John Wenke, Salisbury  

When Salinger, a high-profile documentary about one of America’s most enigmatic literary figures, opened in early September, audiences saw interviews with some of the country’s most prominent literati and J.D. Salinger fans. Among them are playwright John Guare, novelists E.L. Doctorow and Tom Wolfe, actors Philip Seymour Hoffman, Ed Norton, John Cusak and Danny DeVito, and Dr. John Wenke, an English professor at Salisbury University.

Unlike some of the others, Wenke, author of J.D. Salinger, A Study of the Short Fiction, is making his film debut.  “I was contacted by (director/producer) Shane Salerno’s office about five years ago,” Wenke said.  “I was flown to New York and was interviewed on camera for about two hours.”  Apparently Salerno liked what he heard.  About eight months later, the SU professor was flown to L.A., met by a limo and taken to another two-hour filming. The American literature teacher and scholar recently was notified that he made the final cut of the movie, no mean feat since, according to Salerno, some 200 people were interviewed for the project. (Credit: Jason Rhodes) So we have another faculty film star!

James A. Yorke, UMCP

This enormously accomplished scholar is now Distinguished University Professor of Mathematics and Physics in the Institute for Physical Sciences and Technology. His Ph.D. is from UMCP, and that’s where his career has been. He is perhaps best known to the general public for coining the mathematical term “chaos” with T.Y. Li in a 1975 paper entitled “Period Three Implies Chaos.” “Chaos” is a mathematical concept in non-linear dynamics for systems that vary according to precise deterministic laws but appear to behave in random fashion. And there is more! Professor Yorke has just received the campus’s President’s Medal.

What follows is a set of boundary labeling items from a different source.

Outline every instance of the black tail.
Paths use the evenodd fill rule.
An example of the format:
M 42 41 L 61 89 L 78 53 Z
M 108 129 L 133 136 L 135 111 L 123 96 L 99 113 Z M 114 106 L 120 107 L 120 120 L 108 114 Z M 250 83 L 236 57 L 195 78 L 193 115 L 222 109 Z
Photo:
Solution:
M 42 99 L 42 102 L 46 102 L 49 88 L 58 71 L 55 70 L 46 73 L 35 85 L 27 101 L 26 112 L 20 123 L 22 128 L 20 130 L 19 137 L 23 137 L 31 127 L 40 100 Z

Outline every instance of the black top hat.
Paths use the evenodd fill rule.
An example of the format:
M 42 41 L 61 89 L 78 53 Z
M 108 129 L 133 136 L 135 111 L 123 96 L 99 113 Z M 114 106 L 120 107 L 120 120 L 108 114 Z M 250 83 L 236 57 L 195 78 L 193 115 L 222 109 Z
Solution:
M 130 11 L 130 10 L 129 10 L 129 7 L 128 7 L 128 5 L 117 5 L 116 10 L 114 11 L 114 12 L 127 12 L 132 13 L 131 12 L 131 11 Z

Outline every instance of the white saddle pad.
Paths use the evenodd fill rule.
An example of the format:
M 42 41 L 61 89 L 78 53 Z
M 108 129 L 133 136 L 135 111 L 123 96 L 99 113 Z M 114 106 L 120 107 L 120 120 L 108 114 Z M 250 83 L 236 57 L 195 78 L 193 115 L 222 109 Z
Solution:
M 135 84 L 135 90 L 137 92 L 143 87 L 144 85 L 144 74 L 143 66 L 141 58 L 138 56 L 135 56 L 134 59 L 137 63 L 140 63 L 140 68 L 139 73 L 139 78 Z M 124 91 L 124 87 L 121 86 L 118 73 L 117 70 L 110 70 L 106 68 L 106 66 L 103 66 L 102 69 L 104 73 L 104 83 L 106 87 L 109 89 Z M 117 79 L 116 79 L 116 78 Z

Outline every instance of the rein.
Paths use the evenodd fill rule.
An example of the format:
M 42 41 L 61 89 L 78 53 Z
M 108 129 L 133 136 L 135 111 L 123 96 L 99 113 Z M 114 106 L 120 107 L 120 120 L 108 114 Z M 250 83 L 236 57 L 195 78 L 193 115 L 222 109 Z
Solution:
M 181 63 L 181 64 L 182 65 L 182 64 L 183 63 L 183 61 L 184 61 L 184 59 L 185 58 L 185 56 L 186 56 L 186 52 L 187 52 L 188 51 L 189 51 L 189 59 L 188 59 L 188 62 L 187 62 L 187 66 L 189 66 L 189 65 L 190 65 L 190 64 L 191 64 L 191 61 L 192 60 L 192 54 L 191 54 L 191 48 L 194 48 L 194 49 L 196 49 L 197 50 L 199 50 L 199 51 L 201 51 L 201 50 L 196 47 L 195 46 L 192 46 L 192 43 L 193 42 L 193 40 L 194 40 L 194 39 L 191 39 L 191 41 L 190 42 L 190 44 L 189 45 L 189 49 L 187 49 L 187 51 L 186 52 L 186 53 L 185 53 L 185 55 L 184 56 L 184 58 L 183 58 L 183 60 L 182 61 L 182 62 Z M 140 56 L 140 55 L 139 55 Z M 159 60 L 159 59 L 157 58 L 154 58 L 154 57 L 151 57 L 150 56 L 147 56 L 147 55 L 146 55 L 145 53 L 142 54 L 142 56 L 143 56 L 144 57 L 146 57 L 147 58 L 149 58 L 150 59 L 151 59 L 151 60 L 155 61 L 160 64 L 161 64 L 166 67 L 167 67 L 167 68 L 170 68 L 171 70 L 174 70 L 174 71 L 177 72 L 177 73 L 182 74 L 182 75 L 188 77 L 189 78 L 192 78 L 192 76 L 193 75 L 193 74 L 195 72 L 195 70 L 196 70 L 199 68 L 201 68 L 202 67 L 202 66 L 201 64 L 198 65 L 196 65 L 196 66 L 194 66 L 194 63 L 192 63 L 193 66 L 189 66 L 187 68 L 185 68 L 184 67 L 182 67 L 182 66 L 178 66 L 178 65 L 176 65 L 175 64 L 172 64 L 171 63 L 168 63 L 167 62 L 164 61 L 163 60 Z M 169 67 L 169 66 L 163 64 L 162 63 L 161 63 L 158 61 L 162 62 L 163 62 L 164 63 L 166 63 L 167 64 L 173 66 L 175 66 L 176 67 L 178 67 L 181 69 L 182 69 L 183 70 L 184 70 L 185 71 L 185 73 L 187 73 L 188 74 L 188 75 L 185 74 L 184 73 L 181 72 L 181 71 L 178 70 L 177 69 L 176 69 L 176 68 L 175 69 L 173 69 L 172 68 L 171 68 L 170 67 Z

Distinguished Scholar-Teachers, UMCP

The 2013 recipients include Gregory R. Hancock, Department of Human Development and Quantitative Methodology; Doron Levy, Department of Mathematics and Center for Scientific Computation and Math Modeling; Margaret M. Pearson, Department of Government and Politics; Michel Wedel, Robert H. Smith School of Business; and Min Wu, Department of Electrical and Computer Engineering and Institute for Advanced Computer Studies. The Kirwan Faculty Research and Scholarship Price was awarded to Nathan A. Fox, Department of Human Development and Quantitative Methodology.

A Professor-Crook?

From Afro (14 November 2012) and the Baltimore Sun (9 June 2013) we learn that Morgan State University professor Manoj Kumar Jha, who directs the university’s Center for Advanced Transportation and Infrastructure Engineering Research, was indicted by a grand jury last November on charges of wire fraud, mail fraud and falsification of records. He is accused of obtaining $200,000 through fraud—and attempting to obtain $500,000 more—from NSF. And now he is accused of paying out DoD grant money to students in exchange for kickbacks. Jha is said to have handed stipend checks to students at the university, but he demanded they pay part of the money. The students were not asked to do any research in return! The tragic stories are at and,0,3327392.story#ixzz2VqBsezfr. It’s a sad tale from a great institution.